Fundraising took place around the country for the NOJO. "The New Jersey Performing Arts Council also has been hugely helpful. When the disaster struck, the American public stepped up," Mayfield says.

In addition to directing the NOJO, Mayfield is a member of the critically acclaimed New Orleans Latin jazz group Los Hombres Calientes, and he leads the Irvin Mayfield Quintet. Since 2003, he also has served in the job of cultural ambassador for the city of New Orleans and the state of Louisiana.

Although publicity material for the New Orleans Jazz Orchestra posits that the NOJO was loosely based on the Jazz at Lincoln Center program, Mayfield anticipates a question about this before it is asked.

"When people ask if what we do is like Wynton Marsalis and Jazz at Lincoln Center, I tell them this: If you are expecting to come out in Tucson and see your grandmother's jazz orchestra, you're going to be surprised."

Are those fightin' words directed at Marsalis, a fellow New Orleans native, and de facto leader of the traditionalist movement in jazz?

Maybe playfully. Marsalis, in fact, has been Mayfield's mentor since he was a teenager. Mayfield spent 2 1/2 years as the older musician's apprentice in New York City.

Really, he's just stating the obvious. "You have to be ready to shake your ass when you see this orchestra play. ... Trying to communicate the experience of this music in words is impossible, but I can tell you to expect a good time. It's an organized, sophisticated down-home party."

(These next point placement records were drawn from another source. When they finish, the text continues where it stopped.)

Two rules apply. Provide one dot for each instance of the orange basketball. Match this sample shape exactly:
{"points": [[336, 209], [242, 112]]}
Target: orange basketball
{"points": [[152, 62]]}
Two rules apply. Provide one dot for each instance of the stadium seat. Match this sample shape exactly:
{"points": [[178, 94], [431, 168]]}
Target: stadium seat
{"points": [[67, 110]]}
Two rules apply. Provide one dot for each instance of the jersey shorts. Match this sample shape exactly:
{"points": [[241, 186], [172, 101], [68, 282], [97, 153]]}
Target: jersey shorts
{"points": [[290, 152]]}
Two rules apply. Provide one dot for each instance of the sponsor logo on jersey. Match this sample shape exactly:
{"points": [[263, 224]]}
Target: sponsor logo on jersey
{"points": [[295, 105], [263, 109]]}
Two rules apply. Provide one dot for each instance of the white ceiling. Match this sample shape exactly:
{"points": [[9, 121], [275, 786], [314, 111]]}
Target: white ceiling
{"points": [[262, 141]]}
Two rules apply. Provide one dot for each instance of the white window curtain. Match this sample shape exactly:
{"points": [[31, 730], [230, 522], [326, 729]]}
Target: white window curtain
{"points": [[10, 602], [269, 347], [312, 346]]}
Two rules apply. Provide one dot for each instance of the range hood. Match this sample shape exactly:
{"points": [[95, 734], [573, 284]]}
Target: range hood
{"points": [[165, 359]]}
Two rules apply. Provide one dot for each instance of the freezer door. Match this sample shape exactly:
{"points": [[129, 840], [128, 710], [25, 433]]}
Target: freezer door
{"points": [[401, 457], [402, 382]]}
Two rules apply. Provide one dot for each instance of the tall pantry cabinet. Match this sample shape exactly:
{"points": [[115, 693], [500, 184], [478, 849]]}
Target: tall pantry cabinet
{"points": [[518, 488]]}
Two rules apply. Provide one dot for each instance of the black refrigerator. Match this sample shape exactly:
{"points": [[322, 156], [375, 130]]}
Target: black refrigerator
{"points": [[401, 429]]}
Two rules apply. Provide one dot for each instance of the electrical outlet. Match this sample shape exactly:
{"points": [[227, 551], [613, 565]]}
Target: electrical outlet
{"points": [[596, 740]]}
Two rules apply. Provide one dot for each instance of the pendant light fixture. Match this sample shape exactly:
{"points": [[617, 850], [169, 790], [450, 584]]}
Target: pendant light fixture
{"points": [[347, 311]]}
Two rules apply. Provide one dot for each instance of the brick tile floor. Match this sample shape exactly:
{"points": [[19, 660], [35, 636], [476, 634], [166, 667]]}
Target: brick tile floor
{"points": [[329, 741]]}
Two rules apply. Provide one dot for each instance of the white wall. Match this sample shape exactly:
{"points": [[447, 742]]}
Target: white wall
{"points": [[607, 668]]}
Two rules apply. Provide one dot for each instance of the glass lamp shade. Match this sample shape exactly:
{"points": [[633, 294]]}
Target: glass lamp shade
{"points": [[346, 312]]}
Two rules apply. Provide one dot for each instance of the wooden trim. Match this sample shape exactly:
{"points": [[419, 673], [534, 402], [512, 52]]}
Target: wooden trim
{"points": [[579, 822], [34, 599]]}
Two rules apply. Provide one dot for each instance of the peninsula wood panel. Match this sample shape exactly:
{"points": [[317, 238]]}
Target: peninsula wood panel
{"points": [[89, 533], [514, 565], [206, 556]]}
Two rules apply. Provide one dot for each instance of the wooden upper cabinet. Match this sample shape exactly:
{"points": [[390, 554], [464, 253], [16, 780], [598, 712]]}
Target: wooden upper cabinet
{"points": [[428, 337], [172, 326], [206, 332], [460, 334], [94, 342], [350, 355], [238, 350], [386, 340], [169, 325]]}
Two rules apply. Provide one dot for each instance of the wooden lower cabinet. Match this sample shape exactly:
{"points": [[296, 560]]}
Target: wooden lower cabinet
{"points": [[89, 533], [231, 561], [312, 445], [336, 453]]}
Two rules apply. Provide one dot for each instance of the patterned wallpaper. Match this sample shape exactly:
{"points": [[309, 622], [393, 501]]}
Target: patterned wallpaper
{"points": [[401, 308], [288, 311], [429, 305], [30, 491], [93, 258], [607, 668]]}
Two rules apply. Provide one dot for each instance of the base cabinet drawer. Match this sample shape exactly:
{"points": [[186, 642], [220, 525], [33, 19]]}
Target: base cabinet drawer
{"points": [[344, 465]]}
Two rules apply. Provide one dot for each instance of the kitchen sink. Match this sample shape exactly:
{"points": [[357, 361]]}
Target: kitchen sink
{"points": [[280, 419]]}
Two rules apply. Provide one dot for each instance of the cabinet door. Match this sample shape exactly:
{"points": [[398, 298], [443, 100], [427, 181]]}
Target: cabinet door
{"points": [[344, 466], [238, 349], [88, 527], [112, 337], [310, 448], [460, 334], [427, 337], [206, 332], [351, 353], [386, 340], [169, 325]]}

Mayfield is adamant when he says, "We have more fun up on the stage than the audience does sometimes. For a lot of these musicians, who have lost so much, it's such a release to be playing this music. They can find solace in a time when they're feeling loss."

Which brings Mayfield to a comparison of blues and jazz, both of which find their way into the music of NOJO.

"If the blues always approaches sadness with an inherent sense of humor and optimism, jazz takes that and tells people what it means to be an individual and what it means to be part of a community."

And being part of a community, if you haven't noticed, is important to Mayfield, especially in regards to his role as a musician.

His accomplishments as cultural ambassador include founding the Institute of Jazz Culture at Dillard University, where he is a faculty member; helping to organize the jazz music program for the Orleans Parish Prison; and teaming up with the Episcopal church on a new national initiative for spiritual outreach.

"Jazz is a serious tool for healing, housed in the city of New Orleans," he says.

Mayfield and the members of the NOJO are serious about their collective legacy. They've been entrusted with preserving part of the culture of a disaster-struck city and honoring a significant musical heritage. But those aren't the only things on these musicians' minds.

Before Mayfield signs off, he says it's his obligation to convey one final message to the people of Tucson, primarily to the females of the species.

"The guys in the band want me to remind you that there are a lot of single, young men in the New Orleans Jazz Orchestra. I know I'll be in trouble with them if that's not in the article."